DC increasingly attempts to be a city known for the arts, and there are a few key players that have really hustled to make it happen. Among them are the principals of the No Kings Collective, an artist collective — composed of and run by local artists — which serves the area’s artistic community through social networking events, exhibits and special projects.
“When we first started out we were told “no” so many times, that we used to joke that only royalty could show within galleries,”No Kings Collectives’ Peter Chang and Brandon Hill told K Street Magazine. So they sought to create a business model that was more inclusive — not anti-gallery — but certainly “geared more toward professional DIY” as they call it. “Rather than become kings, we just wanted to be normal people who show our art, and spread art, at that same level of professionalism.”
Over the last five years, No Kings Collective has gained far reaching recognition for flash art exhibitions and temporary gallery spaces, which are exciting and enticing — and certainly jive well with the city’s penchant for events. But now, the collective is also excited to round out their first successful year of actually operating a gallery, Heirarchy, which obviously has an entirely different presence than their pop-up events have had in the past.
“The people of DC are driving the demand for a thriving arts community, 100%. We’re just working to keep the energy moving,” shared the pair, when asked about their gallery’s success amidst news of so many other gallery closures in recent years. “It’s a tough market for artists to thrive in, with the increasing cost of living and limited exhibition space with recent closings.
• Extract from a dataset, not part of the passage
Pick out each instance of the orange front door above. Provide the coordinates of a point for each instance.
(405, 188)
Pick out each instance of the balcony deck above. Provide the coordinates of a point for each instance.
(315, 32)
We’ve created a model that works (in Hierarchy), and the energy is palpable.”
So, it’s actually possible that the kings are not Kings, but are rather, Aces. They’ve hustled to enhance artists’ exposure, created a successful gallery in the midst of DC’s creative conundrum, and actually seem to be translating all of this artsy allure into sales — and not just among the usual collectors.
“We’ve seen a boom in young professionals and the millennial generation as a whole buying art. It’s been inspiring the number of exhibitions that have sold out entirely within one year alone. There’s a misconception that this generation won’t be able to sustain an arts community by participating in the art market, but we’ve seen nothing but the opposite,” the two told us. “They’re craving something more than just what you can see and purchase, they want something more experiential, and at Hierarchy, we’re working to give that to them.”
They may be No Kings, but they’ve built a pretty strong hand. At Hierarchy, they’re hustling, and making it happen.
Appropriately, the gallery celebrates its first anniversary with “Hustle” a special week-long design showcase opening Friday, January 30th, which features signature typography, 2D works, multimedia, sculpture and prints… all focusing on the core values of arts and entrepreneurship.